Savoring Winter Before It’s Gone

     I am starting to feel that spring is around the corner.  But it is still winter for a few more weeks, so I will savor what’s left of it.  For my own enjoyment, and I hope for yours, I would like to share with you a few reflections on the passing season from a writer I love, Annie Dillard.  These excerpts are from her essay, aptly titled Winter, included in her 1974 book The Pilgrim at Tinker Creek.  I thank my friend Seth Binsted for reminding me of how much I love this book that I first read more than 30 years ago.

     Annie Dillard is both a naturalist and a gifted writer.  Her descriptions–and the wonders she describes–evoke many a ‘wow’ from me. 

     “It snowed.  It snowed all yesterday and never emptied the sky, although the clouds looked so low and heavy they might drop all at once with a thud.  The light is diffuse and hueless, like the light on paper inside a pewter bowl.  The snow looks light and the sky dark, but in fact the sky is lighter than the snow.  Obviously the thing illuminated cannot be lighter than its illuminator.  The classical demonstration of this point involves simply laying a mirror flat on the snow so that it reflects in its surface the sky, and comparing by sight this value to that of the snow.  This is all very well, even conclusive, but the illusion persists.  The dark is overhead and the light at my feet;  I’m walking upside-down in the sky.”

     “Sant-Exupery says that when flocks of wild geese migrate high over a barnyard, the cocks and even the dim, fatted chickens fling themselves a foot or so into the air and flap for the south.”

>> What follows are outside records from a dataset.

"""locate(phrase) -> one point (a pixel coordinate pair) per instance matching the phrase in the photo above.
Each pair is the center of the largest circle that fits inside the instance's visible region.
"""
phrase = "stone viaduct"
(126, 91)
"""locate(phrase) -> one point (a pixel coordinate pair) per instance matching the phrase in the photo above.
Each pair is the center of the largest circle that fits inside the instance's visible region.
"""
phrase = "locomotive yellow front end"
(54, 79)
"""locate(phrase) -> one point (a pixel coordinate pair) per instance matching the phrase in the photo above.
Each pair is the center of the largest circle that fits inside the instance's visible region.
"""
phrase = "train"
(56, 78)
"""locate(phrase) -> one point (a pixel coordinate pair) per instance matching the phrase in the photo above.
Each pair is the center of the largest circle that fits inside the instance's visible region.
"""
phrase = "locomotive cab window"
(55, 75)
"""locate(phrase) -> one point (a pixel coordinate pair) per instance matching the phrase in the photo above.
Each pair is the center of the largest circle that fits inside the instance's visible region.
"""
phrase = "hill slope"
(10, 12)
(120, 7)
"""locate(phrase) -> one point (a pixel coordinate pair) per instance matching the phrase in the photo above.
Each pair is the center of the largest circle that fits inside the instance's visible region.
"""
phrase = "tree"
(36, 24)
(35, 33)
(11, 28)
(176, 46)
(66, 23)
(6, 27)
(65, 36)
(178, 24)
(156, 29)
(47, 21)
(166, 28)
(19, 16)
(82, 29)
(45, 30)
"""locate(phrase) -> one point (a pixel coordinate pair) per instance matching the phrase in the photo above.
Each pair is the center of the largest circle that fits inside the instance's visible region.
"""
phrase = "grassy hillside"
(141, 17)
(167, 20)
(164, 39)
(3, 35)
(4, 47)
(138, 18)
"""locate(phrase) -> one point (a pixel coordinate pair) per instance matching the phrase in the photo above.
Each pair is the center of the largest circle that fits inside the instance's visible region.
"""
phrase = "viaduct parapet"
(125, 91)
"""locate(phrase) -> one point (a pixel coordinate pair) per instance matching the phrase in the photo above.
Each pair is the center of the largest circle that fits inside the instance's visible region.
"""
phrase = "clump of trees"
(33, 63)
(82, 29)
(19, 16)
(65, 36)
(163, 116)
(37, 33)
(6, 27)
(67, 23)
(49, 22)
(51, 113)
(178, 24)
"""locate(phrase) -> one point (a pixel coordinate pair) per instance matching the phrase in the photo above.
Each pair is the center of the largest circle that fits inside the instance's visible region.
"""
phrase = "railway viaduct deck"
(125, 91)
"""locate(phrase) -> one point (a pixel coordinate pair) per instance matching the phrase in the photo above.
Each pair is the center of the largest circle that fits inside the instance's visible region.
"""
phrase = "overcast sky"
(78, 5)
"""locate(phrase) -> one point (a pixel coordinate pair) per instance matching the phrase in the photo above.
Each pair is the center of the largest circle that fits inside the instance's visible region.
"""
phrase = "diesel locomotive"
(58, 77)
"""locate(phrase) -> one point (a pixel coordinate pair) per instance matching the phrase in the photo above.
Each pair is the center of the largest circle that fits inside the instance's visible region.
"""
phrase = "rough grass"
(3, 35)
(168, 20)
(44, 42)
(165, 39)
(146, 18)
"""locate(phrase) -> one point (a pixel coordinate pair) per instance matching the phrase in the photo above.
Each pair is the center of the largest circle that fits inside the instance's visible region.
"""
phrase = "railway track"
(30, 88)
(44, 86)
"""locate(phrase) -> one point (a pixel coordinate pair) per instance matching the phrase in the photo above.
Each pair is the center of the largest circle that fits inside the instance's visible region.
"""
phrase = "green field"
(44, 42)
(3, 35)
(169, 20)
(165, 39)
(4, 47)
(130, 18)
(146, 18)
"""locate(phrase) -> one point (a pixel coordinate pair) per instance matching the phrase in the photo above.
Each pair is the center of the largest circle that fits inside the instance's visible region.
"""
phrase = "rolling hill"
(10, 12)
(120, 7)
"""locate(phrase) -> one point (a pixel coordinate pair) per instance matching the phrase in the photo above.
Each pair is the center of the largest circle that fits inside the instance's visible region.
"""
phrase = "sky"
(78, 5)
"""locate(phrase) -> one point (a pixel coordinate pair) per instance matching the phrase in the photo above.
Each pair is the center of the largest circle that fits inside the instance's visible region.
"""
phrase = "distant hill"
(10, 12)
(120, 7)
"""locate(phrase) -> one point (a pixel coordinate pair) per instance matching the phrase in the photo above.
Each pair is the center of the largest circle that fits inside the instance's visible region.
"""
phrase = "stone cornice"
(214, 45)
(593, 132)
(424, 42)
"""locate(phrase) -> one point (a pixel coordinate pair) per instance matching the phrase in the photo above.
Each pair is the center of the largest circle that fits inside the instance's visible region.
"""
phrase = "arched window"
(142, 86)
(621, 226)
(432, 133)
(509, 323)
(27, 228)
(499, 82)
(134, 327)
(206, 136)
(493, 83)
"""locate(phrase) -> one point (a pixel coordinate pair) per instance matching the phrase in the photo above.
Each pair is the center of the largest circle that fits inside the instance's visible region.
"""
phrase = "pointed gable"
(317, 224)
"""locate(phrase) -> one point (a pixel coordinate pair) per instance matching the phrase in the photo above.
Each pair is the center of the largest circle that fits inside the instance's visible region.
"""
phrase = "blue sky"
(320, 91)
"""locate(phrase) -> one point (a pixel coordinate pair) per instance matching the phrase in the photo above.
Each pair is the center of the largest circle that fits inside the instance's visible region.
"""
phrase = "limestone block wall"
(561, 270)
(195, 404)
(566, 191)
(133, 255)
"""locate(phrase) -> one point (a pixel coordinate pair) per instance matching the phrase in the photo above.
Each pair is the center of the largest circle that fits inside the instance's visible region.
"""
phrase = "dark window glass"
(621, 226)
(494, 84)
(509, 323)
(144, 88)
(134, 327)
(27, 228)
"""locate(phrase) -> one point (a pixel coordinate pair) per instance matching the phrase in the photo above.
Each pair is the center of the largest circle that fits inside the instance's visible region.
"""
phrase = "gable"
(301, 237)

     “Yesterday I watched a curious nightfall.  The cloud ceiling took on a warm tone, deepened, and departed as if drawn on a leash.  I could no longer see the fat snow flying against the sky;  I could see it only as it fell before dark objects.  Any object at a distance–like the dead, ivy-covered walnut I see from the bay window–looked like a black-and-white frontispiece seen through the sheet of white tissue.  It was like dying, this watching the world recede into deeper and deeper blues while the snow piled;  silence swelled and extended, distance dissolved, and soon only concentration at the largest shadows let me make out the movement of falling snow, and that too failed.  The snow on the yard was blue as ink, faintly luminous;  the sky violet.  The bay window betrayed me, and started giving me back the room’s lamps.  It was like dying, that growing dimmer and deeper and then going out.”

One Response to “Savoring Winter Before It’s Gone”

  1. Jean Larson Says:

    I loved reading Annie Dillard’s books many years ago. She taught me to examine every aspect of the shoreline around the lake I was visiting at the time.
    It may be time to revisit Pilgrim at Tinker Creek. Thank you for bringing her back.